The decorator automatically validates request bodies:

@openapi(
    request=CreateUserRequest,
    responses={201: User, 400: dict}
)
def create_user(req: func.HttpRequest) -> func.HttpResponse:
    """Create user with automatic validation"""
    # Validated body is attached to the request
    body = req.validated_body
    
    user = User(
        id=generate_id(),
        name=body.name,
        email=body.email,
        age=body.age
    )
    
    return func.HttpResponse(
        json.dumps(user.model_dump()),
        mimetype="application/json",
        status_code=201
    )

Invalid requests return automatic 400 responses with validation errors.

Parameter Injection

Instead of accessing req, inject validated parameters directly:

@openapi(
    request=CreateUserRequest,
    responses={201: User}
)
def create_user(body: CreateUserRequest) -> func.HttpResponse:
    """Body is injected and validated"""
    user = User(id=generate_id(), **body.model_dump())
    return func.HttpResponse(json.dumps(user.model_dump()))

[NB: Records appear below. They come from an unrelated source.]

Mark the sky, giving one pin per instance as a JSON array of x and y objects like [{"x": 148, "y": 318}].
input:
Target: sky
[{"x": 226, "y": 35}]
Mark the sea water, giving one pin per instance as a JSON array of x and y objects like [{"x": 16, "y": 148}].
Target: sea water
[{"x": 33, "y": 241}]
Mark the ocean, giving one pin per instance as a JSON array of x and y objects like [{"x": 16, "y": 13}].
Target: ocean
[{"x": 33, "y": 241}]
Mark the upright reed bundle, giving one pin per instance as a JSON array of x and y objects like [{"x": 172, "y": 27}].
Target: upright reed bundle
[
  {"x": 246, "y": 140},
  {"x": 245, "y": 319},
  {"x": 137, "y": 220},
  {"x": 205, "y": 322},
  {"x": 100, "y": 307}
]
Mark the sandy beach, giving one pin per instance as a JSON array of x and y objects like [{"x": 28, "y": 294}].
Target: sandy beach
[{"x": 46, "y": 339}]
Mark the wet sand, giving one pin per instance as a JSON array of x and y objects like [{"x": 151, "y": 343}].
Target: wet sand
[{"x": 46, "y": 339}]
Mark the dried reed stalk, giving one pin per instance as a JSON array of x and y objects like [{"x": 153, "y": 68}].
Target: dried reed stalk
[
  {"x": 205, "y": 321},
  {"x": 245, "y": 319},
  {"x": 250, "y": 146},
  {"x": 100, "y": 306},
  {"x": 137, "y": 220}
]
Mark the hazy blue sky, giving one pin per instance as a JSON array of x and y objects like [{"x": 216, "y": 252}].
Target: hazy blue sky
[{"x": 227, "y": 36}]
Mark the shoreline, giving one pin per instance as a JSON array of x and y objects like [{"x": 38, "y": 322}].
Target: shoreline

Query parameters work too:

@openapi(
    responses={200: list[User]},
    params={"limit": int, "offset": int}
)
def list_users(limit: int = 10, offset: int = 0) -> func.HttpResponse:
    """Parameters are injected and type-converted"""
    users = get_users(limit=limit, offset=offset)
    return func.HttpResponse(json.dumps([u.model_dump() for u in users]))

Nested Models

Nested Pydantic models are automatically expanded:

class Address(BaseModel):
    street: str
    city: str
    country: str = "US"

class UserProfile(BaseModel):
    user: User
    address: Address
    preferences: dict

@openapi(responses={200: UserProfile})
def get_profile(req: func.HttpRequest):
    """Returns fully expanded nested schema"""
    pass

Blueprints

Organize your API with blueprints:

from azfunc_openapi_pydantic import OpenAPIBlueprint

# Create blueprint with default tags (optional)
users_bp = OpenAPIBlueprint(tags=["Users"])

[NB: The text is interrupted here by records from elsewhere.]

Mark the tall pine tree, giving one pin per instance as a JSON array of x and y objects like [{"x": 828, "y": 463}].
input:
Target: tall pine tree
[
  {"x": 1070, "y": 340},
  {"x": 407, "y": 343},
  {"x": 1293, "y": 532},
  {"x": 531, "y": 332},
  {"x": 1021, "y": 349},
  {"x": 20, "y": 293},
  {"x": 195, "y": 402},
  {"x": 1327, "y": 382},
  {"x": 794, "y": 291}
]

@users_bp.route(route="users", methods=["GET"])
@openapi(responses={200: list[User]})
def list_users(req: func.HttpRequest):
    """Inherits 'Users' tag from blueprint"""
    pass

@users_bp.route(route="users/{id}", methods=["GET"])
@openapi(
    responses={200: User},
    tags=["Admin"]  # Override blueprint tag
)
def get_user(req: func.HttpRequest):
    """Uses 'Admin' tag instead"""
    pass

# Register
app.register_functions(users_bp)

Smart Tag Inference

If you don't specify tags, they're automatically inferred from your routes:

# Routes: api/v1/users, api/v1/users/{id}, api/v1/products
# → Tags: "Users", "Products" (inferred from diverging path segments)

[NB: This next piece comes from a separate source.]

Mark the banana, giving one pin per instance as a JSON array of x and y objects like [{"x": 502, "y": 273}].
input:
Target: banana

# Routes: users, users/{id}, users/{id}/profile
# → Tag: "Users" (sub-resources grouped under parent)

Explicit tags always take precedence over inference.

Examples

The examples/ directory contains complete Azure Functions applications:

Basic User API

Simple user management API demonstrating core features:

  • Direct responses vs. envelope pattern
  • Request validation and parameter injection
  • OpenAPI spec and Swagger UI generation

BOL Extraction Service

Complex real-world API demonstrating:

  • Multiple blueprints
  • Complex nested models
  • Blueprint-level organization
  • Production-ready structure
cd examples/basic-user-api  # or bol-extraction-service
pip install -r requirements.txt
func start
# Visit http://localhost:7071/api/docs

See examples/README.md for more details.

License

MIT License - see LICENSE for details.

Contributing

Contributions welcome! This library aims to stay lightweight and unopinionated. Please open an issue before starting work on major features.